The other critical invention is high-speed computer networking. This allowed, for the first time, a potentially enormous number of computers to communicate with each other. These networked machines can either be located in the same office/building (the so-called Local Area Network (LAN)) or be spread out across different buildings, cities, or even across the planet (that is, WAN or wide area networking).
By now, most of us are familiar with multiprocessor/multicore computers, and indeed, the chances are pretty high that the phone in our pocket, the tablet in our hands, or the laptop we take on the road has a handful of cores already. The graphics card, also called Graphics Processing Unit (GPU) in these devices is more often than not massively parallel, with hundreds or even thousands of processing units. Computer networks too are all around us, starting from the most famous of them all: the Internet, to the Wi-Fi in our homes and coffee shops and the 4G mobile networks our phones use.
In the rest of this chapter, we will lay some working definitions of the topics that we will explore in the rest of the book. We will be introducing the concepts of parallel and distributed computing. We will give some examples of each that are taken from familiar topics and technologies. Some general advantages and disadvantages of each architecture and programming paradigm will be discussed as well.
Before proceeding with our definitions and a little bit of theory, let's clarify a possible source of confusion. In this and the following chapters, we will use the term processor and the term CPU core (or even simply core) interchangeably, unless otherwise specified. This is, of course, technically incorrect; a processor has one or more cores, and a computer has one or more processors as cores do not exist in isolation. Depending on the algorithm and its performance requirements, running on multiple processors or on a single processor using multiple cores can make a bit of difference in speed, assuming, of course, that the algorithm can be parallelized in the first place. For our intents and purposes, however, we will ignore these differences and refer to more advanced texts for further exploration of this topic.
Definitions of parallel computing abound. However, for the purpose of this book, a simple definition will suffice, which is as follows:
Parallel computing is the simultaneous use of more than one processor to solve a problem.

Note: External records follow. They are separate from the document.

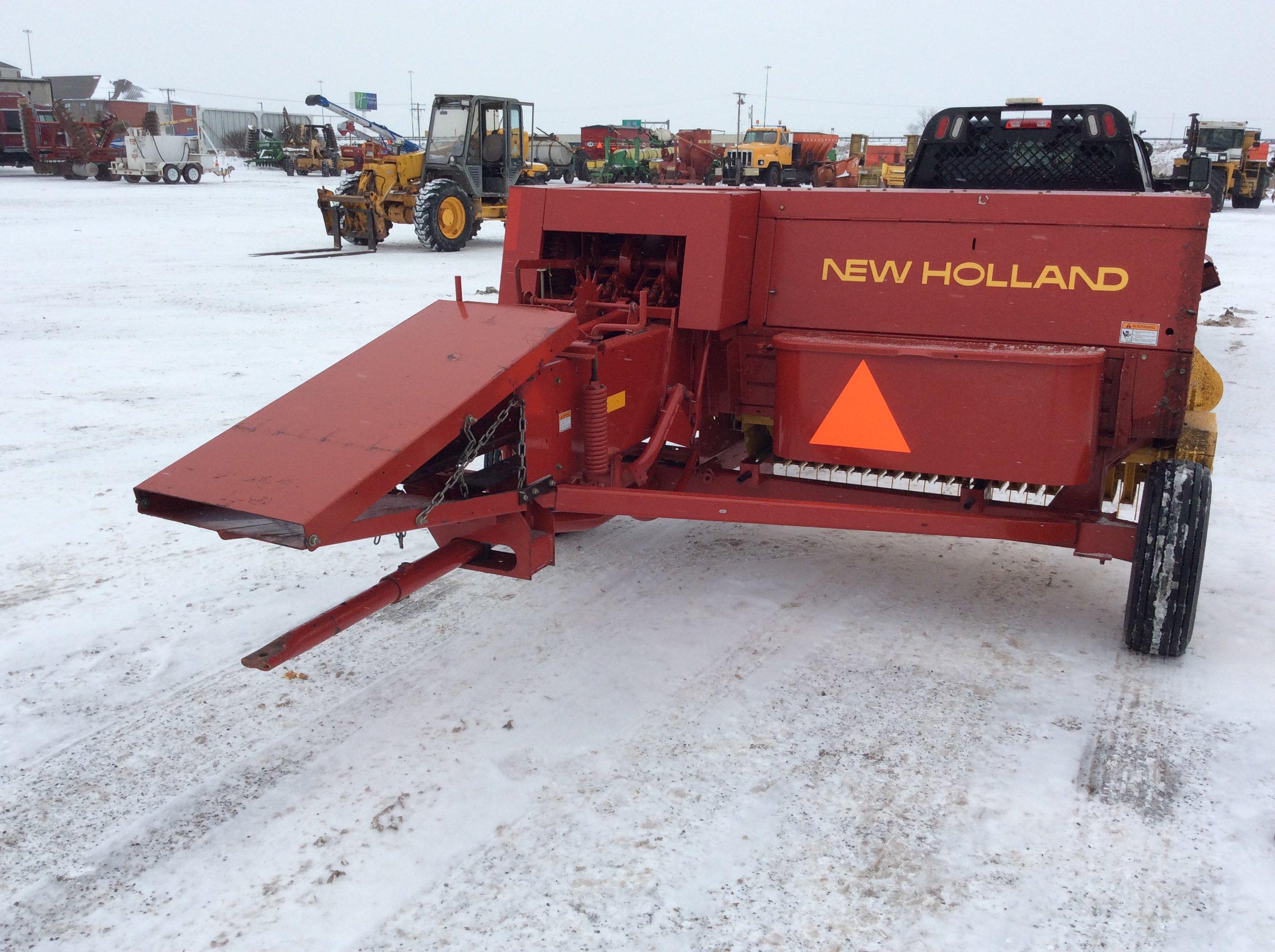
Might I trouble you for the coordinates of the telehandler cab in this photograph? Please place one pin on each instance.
(479, 147)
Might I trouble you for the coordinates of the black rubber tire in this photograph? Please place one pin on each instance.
(348, 186)
(1217, 189)
(1168, 559)
(426, 218)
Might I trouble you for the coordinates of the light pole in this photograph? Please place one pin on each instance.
(767, 97)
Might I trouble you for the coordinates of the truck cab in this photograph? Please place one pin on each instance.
(761, 154)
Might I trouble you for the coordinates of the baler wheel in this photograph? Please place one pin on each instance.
(444, 216)
(1217, 189)
(1168, 559)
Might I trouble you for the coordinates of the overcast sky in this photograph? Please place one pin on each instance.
(851, 68)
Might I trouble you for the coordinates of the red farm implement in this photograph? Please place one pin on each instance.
(1007, 365)
(61, 145)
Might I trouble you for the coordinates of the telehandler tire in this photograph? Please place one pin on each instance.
(1217, 190)
(1168, 559)
(444, 216)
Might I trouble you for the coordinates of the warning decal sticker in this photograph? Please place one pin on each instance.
(1139, 334)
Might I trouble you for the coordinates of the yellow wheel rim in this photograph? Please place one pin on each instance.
(452, 218)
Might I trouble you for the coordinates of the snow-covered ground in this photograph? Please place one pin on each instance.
(722, 737)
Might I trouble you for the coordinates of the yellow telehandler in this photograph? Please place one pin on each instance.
(477, 148)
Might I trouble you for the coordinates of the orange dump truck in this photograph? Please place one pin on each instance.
(776, 156)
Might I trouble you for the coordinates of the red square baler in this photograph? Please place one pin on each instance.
(996, 365)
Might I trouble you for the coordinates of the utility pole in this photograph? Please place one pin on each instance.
(765, 101)
(411, 101)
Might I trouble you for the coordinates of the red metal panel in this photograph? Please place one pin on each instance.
(820, 505)
(323, 454)
(720, 226)
(950, 408)
(524, 223)
(996, 267)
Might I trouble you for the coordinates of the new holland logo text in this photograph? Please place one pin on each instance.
(973, 273)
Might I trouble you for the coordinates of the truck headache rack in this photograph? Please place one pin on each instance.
(1059, 147)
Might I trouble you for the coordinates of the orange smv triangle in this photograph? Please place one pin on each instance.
(861, 418)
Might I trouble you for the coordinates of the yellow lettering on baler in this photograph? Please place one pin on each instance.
(890, 269)
(1121, 276)
(927, 272)
(1051, 274)
(967, 281)
(1076, 270)
(856, 269)
(971, 274)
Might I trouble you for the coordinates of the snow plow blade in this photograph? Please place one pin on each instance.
(302, 471)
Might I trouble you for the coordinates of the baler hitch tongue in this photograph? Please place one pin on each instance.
(395, 587)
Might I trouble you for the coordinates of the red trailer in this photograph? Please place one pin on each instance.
(936, 362)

Typically, this definition is further specialized by requiring that the processors reside on the same motherboard. This is mostly to distinguish parallel computing from distributed computing (which is discussed in the next section).
The idea of splitting work among many workers is as old as human civilization, is not restricted to the digital world, and finds an immediate and obvious application in modern computers equipped with higher and higher numbers of compute units.
There are, of course, many reasons why parallel computing might be useful and even necessary. The simplest one is performance; if we can indeed break up a long-running computation into smaller chunks and parcel them out to different processors, then we can do more work in the same amount of time.
Other times, and just as often, parallel computing techniques are used to present users with responsive interfaces while the system is busy with some other task. Remember that one processor executes just one task at the time. Applications with GUIs need to offload work to a separate thread of execution running on another processor so that one processor is free to update the GUI and respond to user inputs.
The following figure illustrates this common architecture, where the main thread is processing user and system inputs using what is called an event loop. Tasks that require a long time to execute and those that would otherwise block the GUI are offloaded to a background or worker thread:
A simple real-world example of this parallel architecture could be a photo organization application. When we connect a digital camera or a smartphone to our computers, the photo application needs to perform a number of actions; all the while its user interface needs to stay interactive. For instance, our application needs to copy images from the device to the internal disk, create thumbnails, extract metadata (for example, date and time of the shot), index the images, and finally update the image gallery. While all of this happens, we are still able to browse images that are already imported, open them, edit them, and so on.
Of course, all these actions could very well be performed sequentially on a single processor—the same processor that is handling the GUI. The drawback would be a sluggish interface and an extremely slow overall application. Performing these steps in parallel keeps the application snappy and its users happy.
The astute reader might jump up at this point and rightfully point out that older computers, with a single processor and a single core, could already perform multiple things at the same time (by way of multitasking). What happened back then (and even today, when we launch more tasks than there are processors and cores on our computers) was that the one running task gave up the CPU (either voluntarily or forcibly by the OS, for example, in response to an IO event) so that another task could run in its place. These interrupts would happen over and over again, with various tasks acquiring and giving up the CPU many times over the course of the application's life. In those cases, users had the impression of multiple tasks running concurrently, as the switches were extremely fast. In reality, however, only one task was running at any given time.
The typical tools used in parallel applications are threads. On systems such as Python (as we will see in Chapter 3, Parallelism in Python) where threads have significant limitations, programmers resort to launching (oftentimes, by means of forking) subprocesses instead. These subprocesses replace (or complement) threads and run alongside the main application process.
The first technique is called multithreaded programming. The second is called multiprocessing. It is worth noting that multiprocessing should not be seen as inferior or as a workaround with respect to using multiple threads.
There are many situations where multiprocessing is preferable to multiple threads. Interestingly, even though they both run on a single computer, a multithreaded application is an example of shared-memory architecture, whereas a multiprocess application is an example of distributed memory architecture (refer to the following section to know more).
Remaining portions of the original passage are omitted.